Each year, Americans observe National Hispanic Heritage Month from September 15 to October 15, by celebrating the histories, cultures and contributions of American citizens whose ancestors came from Spain, Mexico, the Caribbean and Central and South America.
The observation started in 1968 as Hispanic Heritage Week under President Lyndon Johnson and was expanded by President Ronald Reagan in 1988 to cover a 30-day period starting on September 15 and ending on October 15. It was enacted into law on August 17, 1988, on the approval of Public Law 100-402.
The day of September 15 is significant because it is the anniversary of independence for Latin American countries of Costa Rica, El Salvador, Guatemala, Honduras and Nicaragua. In addition, Mexico and Chile celebrate their independence days on September 16 and September18, respectively. Also, Columbus Day or Día de la Raza, which is October 12, falls within this 30 day period.

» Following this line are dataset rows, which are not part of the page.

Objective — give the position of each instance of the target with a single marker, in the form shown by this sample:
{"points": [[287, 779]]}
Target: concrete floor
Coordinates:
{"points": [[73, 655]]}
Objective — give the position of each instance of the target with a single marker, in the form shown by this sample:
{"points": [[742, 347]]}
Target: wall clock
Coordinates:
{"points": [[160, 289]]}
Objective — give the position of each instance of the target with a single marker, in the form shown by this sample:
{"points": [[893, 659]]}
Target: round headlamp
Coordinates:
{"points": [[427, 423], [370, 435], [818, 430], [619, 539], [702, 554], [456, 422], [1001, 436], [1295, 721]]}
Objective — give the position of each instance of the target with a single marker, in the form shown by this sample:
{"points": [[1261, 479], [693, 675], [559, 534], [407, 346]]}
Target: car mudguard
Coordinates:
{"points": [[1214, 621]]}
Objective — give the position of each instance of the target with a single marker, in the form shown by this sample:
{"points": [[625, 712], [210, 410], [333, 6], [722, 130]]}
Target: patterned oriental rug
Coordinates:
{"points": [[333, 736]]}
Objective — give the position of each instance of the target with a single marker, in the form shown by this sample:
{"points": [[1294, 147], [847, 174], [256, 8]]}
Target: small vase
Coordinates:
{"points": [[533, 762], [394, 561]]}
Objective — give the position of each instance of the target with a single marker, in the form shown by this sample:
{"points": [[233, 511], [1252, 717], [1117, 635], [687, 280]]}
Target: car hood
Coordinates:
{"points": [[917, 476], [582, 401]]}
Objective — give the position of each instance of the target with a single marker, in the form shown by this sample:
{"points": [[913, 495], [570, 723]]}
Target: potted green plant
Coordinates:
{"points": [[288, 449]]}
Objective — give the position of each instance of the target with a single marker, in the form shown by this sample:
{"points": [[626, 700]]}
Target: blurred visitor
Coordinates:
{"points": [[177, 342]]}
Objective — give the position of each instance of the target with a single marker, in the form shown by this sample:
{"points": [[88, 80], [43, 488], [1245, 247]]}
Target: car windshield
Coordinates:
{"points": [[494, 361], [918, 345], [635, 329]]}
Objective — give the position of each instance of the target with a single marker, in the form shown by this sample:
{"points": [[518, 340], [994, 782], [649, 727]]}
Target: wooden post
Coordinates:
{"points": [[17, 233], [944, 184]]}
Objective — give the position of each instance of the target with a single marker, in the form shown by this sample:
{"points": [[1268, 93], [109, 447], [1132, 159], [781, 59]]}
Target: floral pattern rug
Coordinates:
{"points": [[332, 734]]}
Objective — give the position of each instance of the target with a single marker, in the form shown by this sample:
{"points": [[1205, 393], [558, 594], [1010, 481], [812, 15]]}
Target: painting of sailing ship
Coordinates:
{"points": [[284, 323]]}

Hispanic: Relating to Spain or to Spanish-speaking countries, especially those of Latin American
Latino(a): A person of Latin American origin or descent
Latinx: A person of Latin American origin or descent. Used as a gender-neutral or nonbinary alternative to Latino or Latina
Chicano(a): an American of Mexican origin or descent
First Generation: designating the first of a generation to become a citizen in a new country
Definitions from Oxford Languages
United States: Hispanic or Latino population makes up about 18.9% or about 62.7 million in the United States
Florida: Hispanic or Latino population makes up about 26.8% or about 5.8 million in Florida
Orange County: Hispanic or Latino population makes up about 33.1% or about 470,928 in Orange County
Source: New Mexico Historical Society
Source: Wikimedia Commons
A Pew Research Center survey found that the majority of Latinos have not heard or use the term Latinx but it is a term that is still relatively new. However, the use of the term has increased over the last several years especially among younger Latinos.